Todo empieza con Rubén Blades contando cómo a los cuatro años, cuando su abuela le explicó qué era un cortejo fúnebre, se enteró de que algún día se iba a morir. Más adelante revela por qué quiso participar de este documental: “Yo tengo más pasado que futuro (…) Tengo mi testamento hecho. Esto es una parte de ese testamento. Es decir cosas que es importante decir porque si no las digo y no las aclaro ahora, otros van a tratar de interpretar, y no va a ser lo mismo”.
Queda claro, entonces, que Yo no me llamo Rubén Blades es una versión autorizada -él mismo es uno de los productores asociados- de la vida de uno de los íconos de la canción social latinoamericana. Con todas las ventajas y desventajas que esto implica: el acceso a la intimidad del personaje pero con límites implícitos sobre lo que se muestra o se dice, y una ausencia total de cuestionamiento a su figura.

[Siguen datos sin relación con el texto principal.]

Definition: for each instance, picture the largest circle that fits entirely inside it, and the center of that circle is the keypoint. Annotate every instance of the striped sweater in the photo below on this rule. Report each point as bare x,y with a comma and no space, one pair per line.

Estos baches -inherentes a toda biografía oficial- se sienten, por ejemplo, cuando se menciona lateralmente el conflicto con Willie Colón para luego pasarlo por alto. Pero se compensan con los numerosos momentos de entrecasa de un documental que, lejos de subir a Blades al pedestal de los próceres, lo muestra como un “humano cualquiera” con algunos logros extraordinarios, como haber sido quien le dio profundidad a la salsa.
Blades abre las puertas de su casa en Manhattan y va repasando hitos personales mientras recorre sitios emblemáticos de su vida en caminatas por Nueva York y Panamá. Así, de cuerpo presente en los lugares que menciona, habla de su infancia, el primer lugar donde tocó, sus días como cadete en la Fania. Y también, de su hijo extramatrimonial, de sus facetas de actor y de político.
Hay testimonios de colegas y de allegados que no aportan mucho, y escenas de trastienda de conciertos. Ahí se ve a un Blades que, a los 70 años y con el testamento listo, todavía tiene ganas de cantar.